Sauf évidemment pour le poutinesque quotidien The Gazette et les commissions scolaires anglophones, qui vomissent aussi, sans vergogne, leurs fielleux embrouillaminis. En 2022, le Québec opprimerait ses Russes du Donbass. Il serait nettement plus utile socialement de critiquer le gouvernement Legault, notamment pour sa nonchalance en matière d'environnement.

(Evidemment, ses petits chèques aux contribuables pour la hausse du coût de la vie n'ont rien, mais alors rien à voir avec les très prochaines élections.)

Les Djemila Ben Habib, les Fatima Houda-Pépin auraient remis les pendules à l’heure. Le vécu de ce genre de femmes est trop souvent occulté, et pour cause.

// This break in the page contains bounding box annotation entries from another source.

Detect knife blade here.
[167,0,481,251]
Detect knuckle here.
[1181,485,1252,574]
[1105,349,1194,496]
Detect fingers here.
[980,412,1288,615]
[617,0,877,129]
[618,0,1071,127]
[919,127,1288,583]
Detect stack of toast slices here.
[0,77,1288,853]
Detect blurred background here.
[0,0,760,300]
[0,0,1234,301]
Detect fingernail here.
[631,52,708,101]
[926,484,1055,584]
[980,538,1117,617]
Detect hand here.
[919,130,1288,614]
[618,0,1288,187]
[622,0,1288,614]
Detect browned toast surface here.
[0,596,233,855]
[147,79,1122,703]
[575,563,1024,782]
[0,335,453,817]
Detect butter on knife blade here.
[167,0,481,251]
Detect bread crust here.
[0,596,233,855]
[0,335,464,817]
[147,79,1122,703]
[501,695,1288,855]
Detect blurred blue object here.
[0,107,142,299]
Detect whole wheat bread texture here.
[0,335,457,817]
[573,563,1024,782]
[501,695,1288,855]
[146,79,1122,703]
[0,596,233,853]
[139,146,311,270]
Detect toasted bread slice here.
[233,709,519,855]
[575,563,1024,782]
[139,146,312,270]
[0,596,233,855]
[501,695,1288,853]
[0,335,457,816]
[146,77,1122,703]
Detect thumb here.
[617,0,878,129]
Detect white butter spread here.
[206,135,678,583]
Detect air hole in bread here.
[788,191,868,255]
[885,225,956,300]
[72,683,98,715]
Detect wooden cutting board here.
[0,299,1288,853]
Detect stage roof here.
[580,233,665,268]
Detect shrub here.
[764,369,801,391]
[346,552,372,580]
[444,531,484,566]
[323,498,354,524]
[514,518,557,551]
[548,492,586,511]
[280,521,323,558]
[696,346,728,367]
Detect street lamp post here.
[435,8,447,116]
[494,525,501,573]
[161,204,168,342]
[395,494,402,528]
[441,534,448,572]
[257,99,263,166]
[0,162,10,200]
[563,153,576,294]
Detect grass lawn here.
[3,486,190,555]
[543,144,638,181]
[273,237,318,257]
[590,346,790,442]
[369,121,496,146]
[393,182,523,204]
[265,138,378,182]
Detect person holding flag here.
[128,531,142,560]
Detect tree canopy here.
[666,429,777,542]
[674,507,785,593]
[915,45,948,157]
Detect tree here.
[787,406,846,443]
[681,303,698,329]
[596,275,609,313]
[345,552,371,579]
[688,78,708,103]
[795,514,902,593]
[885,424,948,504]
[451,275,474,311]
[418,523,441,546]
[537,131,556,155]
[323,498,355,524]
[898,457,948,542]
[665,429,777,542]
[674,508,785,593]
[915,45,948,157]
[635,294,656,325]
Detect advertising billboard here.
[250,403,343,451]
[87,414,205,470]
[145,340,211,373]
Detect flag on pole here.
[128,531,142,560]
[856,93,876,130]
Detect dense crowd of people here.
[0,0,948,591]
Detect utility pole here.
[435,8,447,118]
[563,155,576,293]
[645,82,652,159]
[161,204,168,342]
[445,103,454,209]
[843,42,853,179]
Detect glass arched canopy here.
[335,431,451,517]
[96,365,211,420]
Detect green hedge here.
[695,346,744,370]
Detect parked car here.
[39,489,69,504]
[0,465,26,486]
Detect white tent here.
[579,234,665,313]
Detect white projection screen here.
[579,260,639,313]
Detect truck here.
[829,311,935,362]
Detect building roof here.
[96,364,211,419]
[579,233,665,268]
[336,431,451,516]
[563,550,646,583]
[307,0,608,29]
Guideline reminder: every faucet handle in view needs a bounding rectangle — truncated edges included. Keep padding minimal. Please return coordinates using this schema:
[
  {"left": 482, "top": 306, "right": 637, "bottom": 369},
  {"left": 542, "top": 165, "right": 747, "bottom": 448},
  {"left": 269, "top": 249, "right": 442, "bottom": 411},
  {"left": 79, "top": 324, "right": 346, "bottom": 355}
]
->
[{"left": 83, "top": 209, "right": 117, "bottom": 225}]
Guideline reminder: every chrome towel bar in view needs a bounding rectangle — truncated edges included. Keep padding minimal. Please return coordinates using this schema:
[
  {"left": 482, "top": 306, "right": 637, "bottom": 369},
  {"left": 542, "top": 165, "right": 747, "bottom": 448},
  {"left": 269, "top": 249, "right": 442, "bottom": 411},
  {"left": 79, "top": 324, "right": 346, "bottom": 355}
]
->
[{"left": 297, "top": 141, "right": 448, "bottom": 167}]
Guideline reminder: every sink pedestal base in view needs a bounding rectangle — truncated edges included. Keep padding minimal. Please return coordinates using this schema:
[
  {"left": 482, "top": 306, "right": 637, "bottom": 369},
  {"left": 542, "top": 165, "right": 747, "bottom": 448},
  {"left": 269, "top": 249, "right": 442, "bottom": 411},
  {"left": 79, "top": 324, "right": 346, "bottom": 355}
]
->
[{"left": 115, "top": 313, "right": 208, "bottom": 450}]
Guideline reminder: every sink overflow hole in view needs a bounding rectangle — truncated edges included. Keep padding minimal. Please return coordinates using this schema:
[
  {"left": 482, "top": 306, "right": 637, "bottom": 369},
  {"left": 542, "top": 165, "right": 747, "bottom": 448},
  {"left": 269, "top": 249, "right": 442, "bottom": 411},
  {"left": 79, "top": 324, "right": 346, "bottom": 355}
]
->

Qu’on se le dise : les victoires contre la tyrannie sont toujours temporaires et les libertés menacées. Rappelons que le Canada est une théocratie vu la lettre divinement claire du préambule de la loi constitutionnelle de 1982 : “Attendu que le Canada est fondé sur des principes qui reconnaissent la suprématie de Dieu et la primauté du droit”). Et d'ailleurs, les séances du parlement à Ottawa commencent toujours par des prières.

Qui sait si, dans 5 ans ou 150 ans, un gouvernement ayant la caution (im)morale d’un Charles Taylor, ou d’un disciple aussi grassement rémunéré, décidera de rendra la loi canadienne plus directement conforme aux injonctions célestes, par exemple, en promulguant la nubilité des fillettes âgées de 9 ans, même si, pour l’heure, le droit séculaire est en liberté surveillée? 

Déjà en 2022 (et non pas en 2122), le processus est en bonne voie aux Etats-Unis (un pays toujours à l'avant-garde...), où les ayatollahs de la Southern Baptist Convention et des Assemblies of God ont déjà réussi à considérablement entraver le droit à l’avortement, émulant la police gynécologique du regretté nataliste roumain Nicolae Ceaușescu. La victoire complète semble à portée de la main dès le mois prochain.

Tous les rednecks américains misent, dans leurs ferventes prières, sur un arrêt de la Cour suprême américaine conforme au droit canonique. Ils peuvent compter sur le spectre de feu le Grand Inquisiteur Antonin Scalia pour guider la réflexion des juges.

Gare alors à l'inévitable bombe démographique : on assistera à une incontrôlable infestation d'organismes consanguins.